The most prominent feature of this tool is its regional filtering. While conventional measurement tools compare overall results collectively, SLV's benchmark tool outputs a comparison narrowed down specifically to results originating from validator leaders in a particular region, in addition to the results from all regions (global). It can be launched with a single command and can be executed either interactively or by specifying options.

For developers and traders pursuing ultra-low latency, the ability to more accurately grasp the actual performance in the region where their own servers are located significantly changes the precision of environment selection and architecture design.

SLV Official Site: https://slv.dev/en
Speed Comparison Documentation: https://slv.dev/en/doc/geyser-grpc/speed-comparison/

Why is Regional Measurement Necessary? — Structural Challenges of Globally Distributed Blockchains
Block generation on Solana operates on a system where the validator leader moves around the world in short cycles.
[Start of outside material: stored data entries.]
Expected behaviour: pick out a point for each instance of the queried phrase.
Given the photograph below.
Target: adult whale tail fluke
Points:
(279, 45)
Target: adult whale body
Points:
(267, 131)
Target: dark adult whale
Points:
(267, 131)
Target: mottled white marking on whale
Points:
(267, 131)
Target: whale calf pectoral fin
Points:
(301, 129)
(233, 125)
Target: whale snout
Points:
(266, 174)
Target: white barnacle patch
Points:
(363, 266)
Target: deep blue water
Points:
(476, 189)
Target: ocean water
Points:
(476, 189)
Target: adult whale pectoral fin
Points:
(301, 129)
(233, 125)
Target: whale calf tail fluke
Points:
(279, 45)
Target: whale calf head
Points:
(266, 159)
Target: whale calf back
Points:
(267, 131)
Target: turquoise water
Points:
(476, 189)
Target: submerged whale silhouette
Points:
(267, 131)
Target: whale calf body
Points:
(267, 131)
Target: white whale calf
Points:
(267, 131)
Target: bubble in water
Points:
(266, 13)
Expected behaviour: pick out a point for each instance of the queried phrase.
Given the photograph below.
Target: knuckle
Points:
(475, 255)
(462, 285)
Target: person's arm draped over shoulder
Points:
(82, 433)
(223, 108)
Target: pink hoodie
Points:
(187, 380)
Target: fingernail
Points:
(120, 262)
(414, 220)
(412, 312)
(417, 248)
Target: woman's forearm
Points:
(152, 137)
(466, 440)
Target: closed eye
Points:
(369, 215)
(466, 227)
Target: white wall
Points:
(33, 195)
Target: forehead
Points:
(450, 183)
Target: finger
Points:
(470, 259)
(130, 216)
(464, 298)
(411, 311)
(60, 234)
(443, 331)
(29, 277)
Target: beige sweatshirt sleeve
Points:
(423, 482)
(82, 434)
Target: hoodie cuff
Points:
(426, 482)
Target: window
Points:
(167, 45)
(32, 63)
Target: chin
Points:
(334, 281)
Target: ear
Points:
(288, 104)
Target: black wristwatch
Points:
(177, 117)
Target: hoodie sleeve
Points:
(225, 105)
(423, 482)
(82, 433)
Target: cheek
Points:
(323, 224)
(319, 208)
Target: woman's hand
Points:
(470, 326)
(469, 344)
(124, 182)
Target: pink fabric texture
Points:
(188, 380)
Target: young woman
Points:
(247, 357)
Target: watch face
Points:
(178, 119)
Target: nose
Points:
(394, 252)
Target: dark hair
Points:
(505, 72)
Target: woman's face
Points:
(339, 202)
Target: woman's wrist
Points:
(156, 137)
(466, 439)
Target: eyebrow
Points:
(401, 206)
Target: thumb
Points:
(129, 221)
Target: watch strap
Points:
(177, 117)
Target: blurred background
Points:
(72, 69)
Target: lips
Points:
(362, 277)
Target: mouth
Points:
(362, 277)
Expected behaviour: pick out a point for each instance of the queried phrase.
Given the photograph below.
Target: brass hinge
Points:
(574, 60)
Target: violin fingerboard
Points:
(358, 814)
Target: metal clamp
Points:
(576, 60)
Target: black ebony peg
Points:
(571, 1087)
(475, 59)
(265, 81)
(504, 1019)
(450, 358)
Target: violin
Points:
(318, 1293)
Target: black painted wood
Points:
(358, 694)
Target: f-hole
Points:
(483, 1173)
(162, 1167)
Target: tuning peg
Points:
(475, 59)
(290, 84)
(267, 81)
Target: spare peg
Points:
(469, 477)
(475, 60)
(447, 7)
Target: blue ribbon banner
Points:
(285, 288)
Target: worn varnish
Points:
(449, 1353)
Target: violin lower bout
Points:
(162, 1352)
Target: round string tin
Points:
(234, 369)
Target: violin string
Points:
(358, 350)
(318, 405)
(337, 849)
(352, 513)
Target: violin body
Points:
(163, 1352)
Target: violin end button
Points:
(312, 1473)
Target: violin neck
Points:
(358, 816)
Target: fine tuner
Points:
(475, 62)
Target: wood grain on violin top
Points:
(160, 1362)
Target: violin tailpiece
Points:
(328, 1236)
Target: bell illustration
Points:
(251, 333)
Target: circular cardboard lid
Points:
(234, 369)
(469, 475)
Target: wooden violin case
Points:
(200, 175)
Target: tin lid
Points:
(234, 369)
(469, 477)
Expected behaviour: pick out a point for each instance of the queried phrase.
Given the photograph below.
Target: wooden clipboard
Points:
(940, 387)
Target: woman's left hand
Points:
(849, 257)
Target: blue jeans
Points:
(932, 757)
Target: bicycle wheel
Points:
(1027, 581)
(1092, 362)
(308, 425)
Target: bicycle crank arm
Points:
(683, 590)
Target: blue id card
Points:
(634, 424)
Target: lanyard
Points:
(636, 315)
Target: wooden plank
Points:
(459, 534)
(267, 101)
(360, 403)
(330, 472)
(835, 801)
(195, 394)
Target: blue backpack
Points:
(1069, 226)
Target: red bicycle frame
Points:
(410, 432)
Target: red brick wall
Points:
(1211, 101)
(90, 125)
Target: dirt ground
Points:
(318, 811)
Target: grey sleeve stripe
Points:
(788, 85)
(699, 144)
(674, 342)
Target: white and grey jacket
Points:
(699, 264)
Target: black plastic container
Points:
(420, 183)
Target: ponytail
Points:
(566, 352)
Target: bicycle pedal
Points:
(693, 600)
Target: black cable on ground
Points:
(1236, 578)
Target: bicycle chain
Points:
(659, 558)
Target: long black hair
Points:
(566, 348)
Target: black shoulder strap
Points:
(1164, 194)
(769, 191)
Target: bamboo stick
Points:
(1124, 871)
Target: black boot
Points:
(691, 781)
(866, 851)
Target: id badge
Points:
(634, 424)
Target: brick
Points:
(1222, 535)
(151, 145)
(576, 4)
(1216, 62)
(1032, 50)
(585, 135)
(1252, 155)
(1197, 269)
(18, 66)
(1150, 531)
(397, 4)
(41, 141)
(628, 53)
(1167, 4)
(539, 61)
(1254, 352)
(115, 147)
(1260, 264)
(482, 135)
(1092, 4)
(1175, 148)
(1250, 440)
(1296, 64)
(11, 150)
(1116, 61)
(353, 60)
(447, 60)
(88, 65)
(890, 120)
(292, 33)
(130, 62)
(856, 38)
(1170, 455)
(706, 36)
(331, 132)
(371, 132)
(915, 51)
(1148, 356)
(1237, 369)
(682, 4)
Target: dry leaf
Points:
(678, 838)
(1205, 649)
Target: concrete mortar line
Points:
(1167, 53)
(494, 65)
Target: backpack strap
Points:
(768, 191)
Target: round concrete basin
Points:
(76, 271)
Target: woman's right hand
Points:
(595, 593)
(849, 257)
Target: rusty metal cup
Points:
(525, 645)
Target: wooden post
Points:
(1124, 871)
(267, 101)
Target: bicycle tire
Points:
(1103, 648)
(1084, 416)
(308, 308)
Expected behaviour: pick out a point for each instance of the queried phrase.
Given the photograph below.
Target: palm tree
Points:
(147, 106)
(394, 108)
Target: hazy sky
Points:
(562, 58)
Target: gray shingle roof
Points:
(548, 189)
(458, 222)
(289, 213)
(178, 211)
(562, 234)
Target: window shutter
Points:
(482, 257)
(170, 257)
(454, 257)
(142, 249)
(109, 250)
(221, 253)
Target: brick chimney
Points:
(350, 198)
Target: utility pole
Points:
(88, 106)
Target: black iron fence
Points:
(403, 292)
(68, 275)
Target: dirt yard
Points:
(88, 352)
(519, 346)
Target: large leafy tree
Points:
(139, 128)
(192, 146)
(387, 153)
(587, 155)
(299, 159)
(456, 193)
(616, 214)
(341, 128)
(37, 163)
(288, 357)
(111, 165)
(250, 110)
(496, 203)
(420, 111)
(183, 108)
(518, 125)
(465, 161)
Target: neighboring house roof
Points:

In one slot, a validator in Frankfurt becomes the leader; in the next slot, Tokyo; and then New York — the geographical location of the leader is constantly shifting.

Conventional measurement tools aggregate data from all slots collectively. While this is a correct approach for a general-purpose evaluation, it has structural limitations when pursuing ultra-low latency.

When receiving data generated by a validator leader in Tokyo using a server located in Frankfurt, the physical distance unavoidably limits the communication speed.